Мишка подошел к закрывшимся воротам и ударил кулаком. Раз, другой. Еще постучал. Никто не отпирал ему и не отвечал. Только ветер завывал: сиу-сиу-виу-хиу! Вот почему зимний ветер и зовется хиус. Мишка еще послушал этот ветер у запертых ворот, повернулся и пошел дальше.
Хиу-виу! Всс!
А что ты хотел здесь найти, Мишка? Какую такую Ираиндя туриндун?
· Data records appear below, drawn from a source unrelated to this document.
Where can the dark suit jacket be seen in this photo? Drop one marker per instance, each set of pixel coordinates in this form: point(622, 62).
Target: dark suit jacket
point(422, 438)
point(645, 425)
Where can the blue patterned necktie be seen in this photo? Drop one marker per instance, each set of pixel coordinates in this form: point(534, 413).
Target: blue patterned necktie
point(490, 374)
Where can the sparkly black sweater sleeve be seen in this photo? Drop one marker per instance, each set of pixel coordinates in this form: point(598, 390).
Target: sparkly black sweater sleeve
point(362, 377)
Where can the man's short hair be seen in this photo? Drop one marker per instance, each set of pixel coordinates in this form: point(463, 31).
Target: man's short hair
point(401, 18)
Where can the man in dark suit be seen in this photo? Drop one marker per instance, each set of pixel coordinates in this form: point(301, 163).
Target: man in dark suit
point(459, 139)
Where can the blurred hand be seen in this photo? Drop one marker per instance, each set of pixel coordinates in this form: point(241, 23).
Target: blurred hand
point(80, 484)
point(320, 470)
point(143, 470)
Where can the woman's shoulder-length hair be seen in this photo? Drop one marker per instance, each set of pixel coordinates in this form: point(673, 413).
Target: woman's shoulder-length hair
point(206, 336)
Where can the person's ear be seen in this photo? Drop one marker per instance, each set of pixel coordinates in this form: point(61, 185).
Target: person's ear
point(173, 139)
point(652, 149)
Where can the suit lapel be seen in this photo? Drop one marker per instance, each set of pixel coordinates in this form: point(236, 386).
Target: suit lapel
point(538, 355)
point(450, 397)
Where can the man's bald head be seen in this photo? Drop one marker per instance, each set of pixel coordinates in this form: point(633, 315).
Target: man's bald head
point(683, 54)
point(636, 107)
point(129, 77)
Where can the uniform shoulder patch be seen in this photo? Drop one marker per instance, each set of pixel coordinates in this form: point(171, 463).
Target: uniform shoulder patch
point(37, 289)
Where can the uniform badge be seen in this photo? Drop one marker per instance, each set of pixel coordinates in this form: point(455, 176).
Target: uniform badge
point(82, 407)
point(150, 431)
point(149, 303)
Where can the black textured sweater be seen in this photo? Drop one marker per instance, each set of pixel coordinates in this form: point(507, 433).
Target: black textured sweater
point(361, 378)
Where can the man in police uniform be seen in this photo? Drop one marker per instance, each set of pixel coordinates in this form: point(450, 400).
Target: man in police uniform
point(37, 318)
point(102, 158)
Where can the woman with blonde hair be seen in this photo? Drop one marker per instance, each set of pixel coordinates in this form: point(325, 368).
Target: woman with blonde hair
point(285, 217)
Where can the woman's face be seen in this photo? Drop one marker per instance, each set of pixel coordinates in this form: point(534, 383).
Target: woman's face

Мишка вышел к клубу и увидел, как в доме за клубом загорелся дверной проем. Свернул туда. Это было фотоателье. Свет погас, и на улицу вышел высокий старик. Мишка смог разглядеть его маленькую серебряную бородку, хрящеватый нос, круглые очки. Это же был тот старик, что ехал из Иркутска с какой-то вместительной кожаной черной потертой сумкой, почти квадратной, скорее напоминающей какой-то сундучок, то ли рыбацкий, то ли сапожный… Он оглянулся на скрип снега и увидел Мишку.
— А, это ты? Что, заблудился? Или сфотографироваться? — спросил старик. Он как-то особенно произносил слова, некоторые звуки были слишком твердые. Мишка смутно подумал, что уже где-то слышал похожую речь.
— Нет, — сказал Мишка.
— Что тогда? — спросил старик, приподнимая белые брови, двигая большим хрящеватым носом.
— Гостиницу ищу, — сказал Мишка и шмыгнул носом.
— А! — ответил старик и махнул рукой. — Не ищи. Мест нет. Приехали немецкие туристы.
— Зачем? — спросил Мишка.
Старик усмехнулся.
— Ну, это мы привычные. А для них, европейцев, зима, мороз, Байкал в диковинку. — Старик запер дверь, снова посмотрел на Мишку. — А ты сам зачем приехал?
Мишка пожал плечами.
— В гости к кому-то? — спрашивал старик.
— Не-а, — сказал Мишка, — так, по пути, ага.
— По пути куда?
— В заповедник.
Старик снова поднял брови и внимательно взглянул на Мишку, поправил очки.
— Так заповедник — вон где. И дороги нет… Не здесь же дорога? — Старик сощурил светлые глаза.
— Мне в Устье, оттуда уже рыбаки ездят в нашу сторону.
Лицо старика пошло крупными морщинами-трещинами, стекла очков засверкали отсветами фонаря рядом с клубом. Он удивленно смеялся. Закашлялся.
— Да ты что, мальчик? С острова кто поедет в Устье? На ту сторону? В Усть-Баргузин ведь?
Мишка кивнул.
— Ага.
Старик покачал головой, поднял воротник черного толстого пальто, защищаясь от ветра с острой снежной крупой.
— Не ездят туда. Только если рыбаки на мотоциклах, но и те не в Устье же, а так, в море. Еще и ледовой дороги официальной нет. Позже дороги открываются. Хотя в этом году Байкал и рано встал. А кто знает, вот сарма налетит, раскачает море — и лед лопнет. У ветра сила. Ты откуда вообще?
Мишка объяснил.
— Ну-ну… — проговорил старик, идя рядом. — А на остров зачем?
— Я здесь жил, — сказал Мишка, — ага.
— Жи-ил? — протянул старик и, останавливаясь, посмотрел въедливо сквозь стекла очков на Мишку. — На острове?